Up to this point we have provided you with mostly “normal” vegetables, i.e., those members are familiar with and know how to use. This week may be the week that we cause some to search their cookbooks and the internet for ways to use less common vegetables, specifically radicchio and fennel. Even though I planted over a thousand radicchio plants, many have bolted and quite a few were destroyed by the groundhogs. We may need to offer dandelion greens as a choice with the radicchio. This time last year we were swimming in green beans; this season, however, both the abundance and quality of the crop has been reduced by the heat and dryness. The plants are looking better now that it rained and I hope that they will begin to flower again and produce a second picking. We also have an heirloom pole bean called the rattlesnake bean that looks good and should start producing in about 3 weeks. I am in the process of planting more bush beans for September harvest.
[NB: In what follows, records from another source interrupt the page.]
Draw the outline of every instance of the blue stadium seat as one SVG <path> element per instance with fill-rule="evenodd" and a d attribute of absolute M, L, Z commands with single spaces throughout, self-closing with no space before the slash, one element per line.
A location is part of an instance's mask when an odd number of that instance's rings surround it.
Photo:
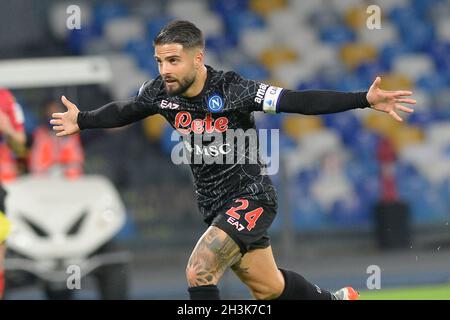
<path fill-rule="evenodd" d="M 372 84 L 372 79 L 361 77 L 358 74 L 344 74 L 341 81 L 336 85 L 336 90 L 340 91 L 366 91 Z"/>
<path fill-rule="evenodd" d="M 248 9 L 248 0 L 213 0 L 211 9 L 226 17 Z"/>
<path fill-rule="evenodd" d="M 421 128 L 426 128 L 437 120 L 435 112 L 432 111 L 416 111 L 408 118 L 408 123 Z"/>
<path fill-rule="evenodd" d="M 362 63 L 356 68 L 355 71 L 358 77 L 364 79 L 364 81 L 372 82 L 377 76 L 380 76 L 383 73 L 387 73 L 389 69 L 380 61 L 376 61 Z"/>
<path fill-rule="evenodd" d="M 448 79 L 444 73 L 427 74 L 420 77 L 416 87 L 428 92 L 443 90 L 448 87 Z"/>
<path fill-rule="evenodd" d="M 267 80 L 269 71 L 258 63 L 246 63 L 236 67 L 236 72 L 245 79 Z"/>
<path fill-rule="evenodd" d="M 218 55 L 226 53 L 227 50 L 236 47 L 237 41 L 233 41 L 230 37 L 221 35 L 206 38 L 206 50 L 211 50 Z"/>
<path fill-rule="evenodd" d="M 265 27 L 264 19 L 251 11 L 238 11 L 230 13 L 224 17 L 227 29 L 226 36 L 230 38 L 231 43 L 237 43 L 239 35 L 243 30 L 252 28 L 260 29 Z"/>
<path fill-rule="evenodd" d="M 94 6 L 94 29 L 102 33 L 103 26 L 105 23 L 111 19 L 118 17 L 125 17 L 129 14 L 127 6 L 123 3 L 116 2 L 104 2 L 97 3 Z"/>
<path fill-rule="evenodd" d="M 150 40 L 132 40 L 125 46 L 125 51 L 133 56 L 139 68 L 151 75 L 159 74 L 158 65 L 153 57 L 154 49 Z"/>
<path fill-rule="evenodd" d="M 314 230 L 325 225 L 325 213 L 314 198 L 296 194 L 292 204 L 292 218 L 296 230 Z"/>
<path fill-rule="evenodd" d="M 302 81 L 297 85 L 297 90 L 332 90 L 333 85 L 326 79 L 314 78 L 310 81 Z"/>
<path fill-rule="evenodd" d="M 353 42 L 355 39 L 354 32 L 343 25 L 328 25 L 320 30 L 320 40 L 336 46 Z"/>
<path fill-rule="evenodd" d="M 362 130 L 361 123 L 354 113 L 343 112 L 323 115 L 327 127 L 334 129 L 346 145 L 352 145 L 356 135 Z"/>
<path fill-rule="evenodd" d="M 414 26 L 414 32 L 411 32 L 411 26 Z M 402 41 L 411 50 L 426 51 L 434 39 L 435 31 L 433 25 L 415 20 L 400 26 L 400 34 Z"/>
<path fill-rule="evenodd" d="M 363 203 L 359 197 L 338 200 L 334 203 L 330 217 L 336 226 L 356 226 L 367 224 L 370 219 L 372 207 Z"/>
<path fill-rule="evenodd" d="M 393 61 L 400 55 L 410 53 L 411 49 L 403 41 L 398 43 L 386 44 L 380 52 L 380 61 L 383 68 L 390 70 Z"/>
<path fill-rule="evenodd" d="M 100 37 L 99 31 L 91 26 L 70 30 L 67 37 L 68 49 L 73 54 L 82 54 L 86 43 L 98 37 Z"/>

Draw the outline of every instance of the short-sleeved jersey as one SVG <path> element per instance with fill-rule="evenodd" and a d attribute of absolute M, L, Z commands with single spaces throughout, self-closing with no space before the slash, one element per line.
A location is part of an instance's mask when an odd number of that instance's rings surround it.
<path fill-rule="evenodd" d="M 146 108 L 146 114 L 160 114 L 167 119 L 186 141 L 196 196 L 205 221 L 211 221 L 221 207 L 232 199 L 245 197 L 277 204 L 275 188 L 266 174 L 266 166 L 256 147 L 256 159 L 248 157 L 251 143 L 245 151 L 237 150 L 237 143 L 229 143 L 225 136 L 230 130 L 255 128 L 253 111 L 276 112 L 282 89 L 247 80 L 235 72 L 217 71 L 207 66 L 207 80 L 202 92 L 193 98 L 170 96 L 161 76 L 140 88 L 136 102 Z M 204 139 L 197 143 L 195 135 L 220 134 L 223 140 Z M 217 142 L 217 143 L 216 143 Z M 253 146 L 254 147 L 254 146 Z M 195 163 L 195 154 L 225 157 L 233 152 L 235 161 L 228 163 Z M 255 154 L 255 153 L 252 153 Z M 223 158 L 225 159 L 225 158 Z"/>

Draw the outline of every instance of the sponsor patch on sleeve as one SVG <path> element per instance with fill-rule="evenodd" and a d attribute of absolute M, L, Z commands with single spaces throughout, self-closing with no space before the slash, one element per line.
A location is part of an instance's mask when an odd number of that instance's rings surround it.
<path fill-rule="evenodd" d="M 270 86 L 264 95 L 263 111 L 267 113 L 277 112 L 277 103 L 283 88 Z"/>

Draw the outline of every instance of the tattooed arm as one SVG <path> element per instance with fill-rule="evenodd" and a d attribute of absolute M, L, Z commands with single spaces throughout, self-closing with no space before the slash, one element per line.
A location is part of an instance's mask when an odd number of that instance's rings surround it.
<path fill-rule="evenodd" d="M 189 287 L 217 284 L 226 268 L 241 258 L 239 246 L 224 231 L 209 227 L 189 258 L 186 277 Z"/>

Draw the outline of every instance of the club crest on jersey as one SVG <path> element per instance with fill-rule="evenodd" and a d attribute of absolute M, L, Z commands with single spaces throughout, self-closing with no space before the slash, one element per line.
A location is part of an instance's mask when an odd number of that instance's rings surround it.
<path fill-rule="evenodd" d="M 208 98 L 208 110 L 211 112 L 220 112 L 223 109 L 223 99 L 220 95 L 215 94 Z"/>

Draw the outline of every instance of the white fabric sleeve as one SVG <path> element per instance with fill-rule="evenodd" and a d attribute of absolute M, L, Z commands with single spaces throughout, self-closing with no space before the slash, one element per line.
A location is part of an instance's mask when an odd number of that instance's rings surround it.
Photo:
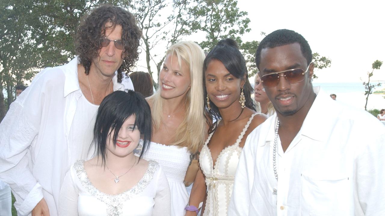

The tomato crop is looking good, and we may have sufficient quantities to ship out by next week, if not, certainly in 2 weeks. Eggplant and peppers should also become available in the next couple of weeks. We will begin harvesting potatoes this week, even though the earliest varieties have not completely died back. This means that they are “new” potatoes and as such have thin skins that are easily damaged in harvesting and washing. It will be best to use them fairly quickly, as they probably won’t keep well.
This week’s share will be Lettuce (various types), red potatoes, cauliflower, summer squash, carrots, red torpedo onions, fennel, radicchio or dandelion greens, Swiss chard, string beans (either green or wax), and choice of an herb.
The fruit share will be peaches and plums.